A la fin des 60's, Johnny Cash n’est plus très bankable pour son label Columbia. Le public devient de plus en plus glouton de pop et de rock’n’roll à guitares et le sommet des charts est alors trusté par les Beatles, les Doors et Jimi Hendrix. A 35 ans passés, celui qui symbolisait pourtant une certaine révolte juvénile lorsque, dix ans plus tôt, il enregistrait sur Sun Records – le label fondateur du producteur Sam Phillips, sur lequel il croisait Elvis Presley, Roy Orbison et Jerry Lee Lewis – est un musicien presque du passé. Sa consommation de drogues comme sa country sèche, nerveuse et sans gras eurent beau prouver qu’il n’avait jamais été un bisounours, il doit désormais rappeler, aux plus jeunes notamment, qu’il reste un boss, un vrai. L’idée d’enregistrer un album live en prison trottait dans sa tête depuis plusieurs années. En 1955, son deuxième single, qu’il sort à seulement 20 ans, le démentiel Folsom Prison Blues, compatissait avec tous les rejetés de la société et la rude condition de leur détention. Au point que cette chanson (qui lui fut inspirée par le film noir Inside the Walls of Folsom Prison réalisé en 1951 par l’obscur Crane Wilbur) deviendra un hymne pour tous les taulards des USA, qui réclameront la venue de l’Homme en noir en prison. Cash s’exécutera à plusieurs reprises dès 1957, visitant divers pénitenciers du pays. Au cœur de cette chanson, la phrase « I shot a man in Reno, just to watch him die (J’ai buté un mec à Reno, juste pour le regarder crever) » reste évidemment l’une des plus célèbres de son auteur qui expliquera des années plus tard son origine. « Je me suis assis avec mon stylo, essayant de penser à la pire raison qu’une personne puisse avoir d’en tuer une autre. Et c’est cette phrase qui est sortie… »

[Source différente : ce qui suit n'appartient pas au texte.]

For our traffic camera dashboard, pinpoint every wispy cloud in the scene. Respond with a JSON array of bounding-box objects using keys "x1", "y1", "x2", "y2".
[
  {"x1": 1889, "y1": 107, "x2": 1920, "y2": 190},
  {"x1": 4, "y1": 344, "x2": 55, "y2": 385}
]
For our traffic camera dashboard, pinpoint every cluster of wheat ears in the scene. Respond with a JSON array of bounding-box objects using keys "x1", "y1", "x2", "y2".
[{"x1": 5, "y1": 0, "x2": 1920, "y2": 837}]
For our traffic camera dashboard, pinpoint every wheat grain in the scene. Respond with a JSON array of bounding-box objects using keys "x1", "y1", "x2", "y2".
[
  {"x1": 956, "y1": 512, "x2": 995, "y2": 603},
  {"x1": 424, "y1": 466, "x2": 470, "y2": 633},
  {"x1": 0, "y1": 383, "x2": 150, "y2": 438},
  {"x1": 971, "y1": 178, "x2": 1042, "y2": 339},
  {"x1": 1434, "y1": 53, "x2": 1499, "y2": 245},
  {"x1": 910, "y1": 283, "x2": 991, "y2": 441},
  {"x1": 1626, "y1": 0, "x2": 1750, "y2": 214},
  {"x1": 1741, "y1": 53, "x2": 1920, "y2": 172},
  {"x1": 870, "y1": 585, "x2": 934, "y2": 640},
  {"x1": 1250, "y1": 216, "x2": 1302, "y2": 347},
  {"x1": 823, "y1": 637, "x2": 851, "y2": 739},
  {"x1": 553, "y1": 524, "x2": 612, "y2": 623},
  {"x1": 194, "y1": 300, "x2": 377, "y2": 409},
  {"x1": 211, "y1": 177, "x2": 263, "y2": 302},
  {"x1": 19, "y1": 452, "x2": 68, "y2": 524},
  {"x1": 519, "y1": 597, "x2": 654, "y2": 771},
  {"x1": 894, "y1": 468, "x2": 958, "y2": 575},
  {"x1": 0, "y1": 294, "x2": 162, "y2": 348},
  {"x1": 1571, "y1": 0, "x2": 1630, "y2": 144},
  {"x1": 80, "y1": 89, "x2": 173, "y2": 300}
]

Johnny Cash - Folsom Prison Blues THP 1959

Hank Hamm

Conscient de la perte de vitesse commerciale de son poulain, sans pour autant vouloir s’en débarrasser, Columbia, à travers le producteur Bob Johnston, soutient l’idée d’un concert derrière les barreaux. La direction de Folsom est la première à répondre favorablement à la demande. Trois jours avant l’événement, Cash débarque à Sacramento, à 30 km de la maison d’arrêt, pour des répétitions en compagnie de sa femme June Carter Cash, de ses fidèles Tennessee Three (Luther Perkins à la guitare, Marshall Grant à la basse et W. S. Holland à la batterie), de Carl Perkins (célèbre auteur de Blue Suede Shoes et guitariste démoniaque), des Statler Brothers (choristes qui œuvreront à ses côtés jusqu’en 1972) et du producteur Bob Johnston. Deux sets d’une quinzaine de chansons chacun sont prévus. Un premier à 9h40, le second à 12h40. Face à ce public atypique, l’Homme en noir dégaine logiquement d’entrée de jeu Folsom Prison Blues et n’oublie pas de chanter d’autres hymnes carcéraux comme The Wall et 25 Minutes to Go. Il reprend aussi des standards country comme Dark as a Dungeon de Merle Travis ou Long Black Veil popularisé par Lefty Frizzell. June le rejoint sur deux duos, Jackson et Give My Love to Rose.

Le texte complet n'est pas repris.